WASHINGTON – The online professional network with 200 million members LinkedIn, is reporting strong growth, with revenue up 12% and business performance still solid. But behind the numbers, the company made sudden move to cut over 800 jobs amid wider shift in Big Tech, where companies are tightening costs and restructuring teams even while earnings rise.
The company CEO Daniel Shapero framed layoffs as part of a broad internal restructuring. The company is aggressively trimming costs tied to marketing campaigns, external vendors, live events, and underused office space. The stated goal: sharpen focus on high-impact business areas and improve return on investment by reallocating talent and resources.

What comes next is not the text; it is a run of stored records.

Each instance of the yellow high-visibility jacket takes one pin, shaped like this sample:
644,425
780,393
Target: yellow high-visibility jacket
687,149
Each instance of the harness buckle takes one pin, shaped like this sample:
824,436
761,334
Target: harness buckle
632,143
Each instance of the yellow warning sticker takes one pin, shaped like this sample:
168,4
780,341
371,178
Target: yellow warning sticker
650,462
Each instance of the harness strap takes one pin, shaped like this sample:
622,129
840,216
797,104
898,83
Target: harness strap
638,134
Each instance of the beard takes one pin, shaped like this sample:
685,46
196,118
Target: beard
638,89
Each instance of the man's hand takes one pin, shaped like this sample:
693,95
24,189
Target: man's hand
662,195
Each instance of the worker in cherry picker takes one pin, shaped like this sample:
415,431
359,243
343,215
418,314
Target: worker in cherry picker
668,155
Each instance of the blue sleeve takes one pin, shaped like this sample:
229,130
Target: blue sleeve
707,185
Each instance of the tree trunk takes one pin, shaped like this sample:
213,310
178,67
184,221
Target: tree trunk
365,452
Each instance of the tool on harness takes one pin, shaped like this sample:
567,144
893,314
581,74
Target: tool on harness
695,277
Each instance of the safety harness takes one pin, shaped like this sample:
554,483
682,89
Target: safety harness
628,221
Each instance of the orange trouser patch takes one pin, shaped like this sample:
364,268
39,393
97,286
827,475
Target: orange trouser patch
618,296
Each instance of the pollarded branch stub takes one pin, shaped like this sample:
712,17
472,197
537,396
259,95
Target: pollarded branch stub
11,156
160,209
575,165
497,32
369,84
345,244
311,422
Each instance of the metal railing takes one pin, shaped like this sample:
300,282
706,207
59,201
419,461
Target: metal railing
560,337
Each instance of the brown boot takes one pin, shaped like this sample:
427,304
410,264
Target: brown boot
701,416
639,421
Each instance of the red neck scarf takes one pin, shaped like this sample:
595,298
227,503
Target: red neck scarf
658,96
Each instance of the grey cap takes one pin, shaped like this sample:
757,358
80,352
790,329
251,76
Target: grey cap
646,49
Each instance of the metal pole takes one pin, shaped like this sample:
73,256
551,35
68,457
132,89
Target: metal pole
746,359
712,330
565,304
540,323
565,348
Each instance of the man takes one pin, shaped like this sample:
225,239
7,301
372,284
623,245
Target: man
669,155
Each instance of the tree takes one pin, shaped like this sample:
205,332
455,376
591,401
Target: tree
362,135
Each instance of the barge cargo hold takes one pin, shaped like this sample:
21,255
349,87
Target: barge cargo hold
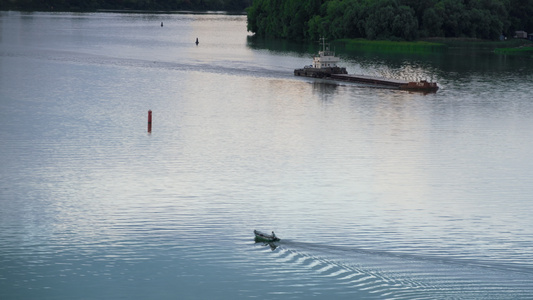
325,66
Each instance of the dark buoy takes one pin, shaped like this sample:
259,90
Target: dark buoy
149,121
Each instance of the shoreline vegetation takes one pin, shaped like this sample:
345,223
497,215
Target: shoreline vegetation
436,45
396,20
386,26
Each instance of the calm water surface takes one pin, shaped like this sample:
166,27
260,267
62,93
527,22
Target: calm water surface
376,193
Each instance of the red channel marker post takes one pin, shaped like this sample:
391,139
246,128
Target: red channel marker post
149,121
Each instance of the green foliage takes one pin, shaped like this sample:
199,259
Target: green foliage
389,19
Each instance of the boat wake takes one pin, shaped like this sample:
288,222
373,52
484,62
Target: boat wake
364,273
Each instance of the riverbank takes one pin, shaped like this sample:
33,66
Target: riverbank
512,46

The jobs cut are not directly linked to AI replacing workers. Instead, California based company is reshaping its organizational structure and shifting employees into divisions showing stronger growth potential. The cuts span multiple departments within its Global Business Organization, including engineering, product, and marketing—signaling a wide-reaching internal reset rather than isolated redundancies.
The move adds fuel to a growing narrative in Silicon Valley: companies posting rising revenues while simultaneously shrinking headcount. The strategy reflects a broader push toward leaner operations, flatter management structures, and heavier investment in AI infrastructure and automation systems.
So far in 2026, more than 1Lac tech jobs have already been lost, rapidly approaching the total of 124,000 recorded for all of 2025.
Amazon, Oracle, and UPS are among the biggest names leading the downsizing, with combined reductions running into tens of thousands of positions as they restructure operations and accelerate automation-driven strategies.
| Company | Estimated Job Cuts |
| Amazon | Over 6,000+ |
| Oracle | Up to ~30,000 |
| UPS | ~30,000 |
| Meta Platforms | ~8,000+ |
| PayPal | ~4,760 |
| Cisco Systems | ~4,000 |
| Morgan Stanley | ~1,600–2,500 |
| Nike | ~1,000–1,400 |
| Atlassian | ~1,500–1,600 |
In Silicon Valley, Meta Platforms, PayPal, Cisco Systems, and LinkedIn have all implemented significant workforce cuts, even as many continue investing heavily in AI transformation and long-term growth shifts.